Locatis, C., (2012). Performance, instruction, and technology in health care education. In R. A. Reiser & J. V. Dempsey (Eds.) Trends & issues in instructional design & technology (3rd ed.). (pp. 178-186). Columbus, OH: Merrill-Prentice Hall.
Performance in the health care field is critical. It differs from other fields that allow for marginal errors and second chances. Therefore, learning health science education is paramount in life or death matters for those whose lives are touched by health care professionals. Locatis described historical and current trends in health care instruction and use of emergent technologies as they affect performance. The Association of American Medical Colleges (AAMC) and researchers have been influential in changing teaching methodologies from laboratory and hospital-based to that of problem-based learning (PBL) and evidence-based medicine (EBM). Moreover, the AAMC called for the inclusion of informatics in medical curriculum. Informatics refers to the use of information management systems such as databases, expert systems, educational simulations, robotics (programmed mannequins), and virtual reality environments.
Locatis described the history of medical education in three phases: prescientific, scientific, and post-Flexner. The prescientific phase for the U.S. refers to the time prior to the 20th century. The author stated that the anatomically structured drawings by Andreas Vesalius and Leonardo da Vinci are considered the beginnings of educational technology since they are based on direct observations and not speculation. A report written by Abraham Flexner published in 1910 by the Carnegie Foundation moved the field of medical teaching into the scientific phase. For instance, Flexner called for a more formal education of medical practitioners to include an academic setting and affiliations with local hospitals. This provided academic rigor to the study of medicine, whereas before the graduates from commercial programs and independent schools were only accountable for memorization of symptoms and remedies.

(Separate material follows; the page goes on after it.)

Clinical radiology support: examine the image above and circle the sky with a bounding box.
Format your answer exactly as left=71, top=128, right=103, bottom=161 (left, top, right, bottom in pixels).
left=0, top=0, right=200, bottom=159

In my opinion, the health care system is at a critical juncture with the Patient Protection and Affordable Care Act (2010), which will provide more citizens with health care than ever before. A secondary goal of this act is to streamline the delivery of said health care. The use of educational and informational applications (informatics) is necessary to address this influx of customers and streamlining of information properly. First, it should inform the health care provider of the latest findings for a symptom or illness. Secondly, it should inform the patient of his rights to the side effects or alternatives to prescribed procedures and medicines. Thirdly, it should aid the health care providers with a smart system for collecting the appropriate information on their patients/customers. I appreciated how Locatis illustrated the rationale for instructional technology by describing the sensory nature of raw data. For example, the use of multimedia in health care systems can help students and practitioners learn about the data collected by including the sounds, images, and real time events.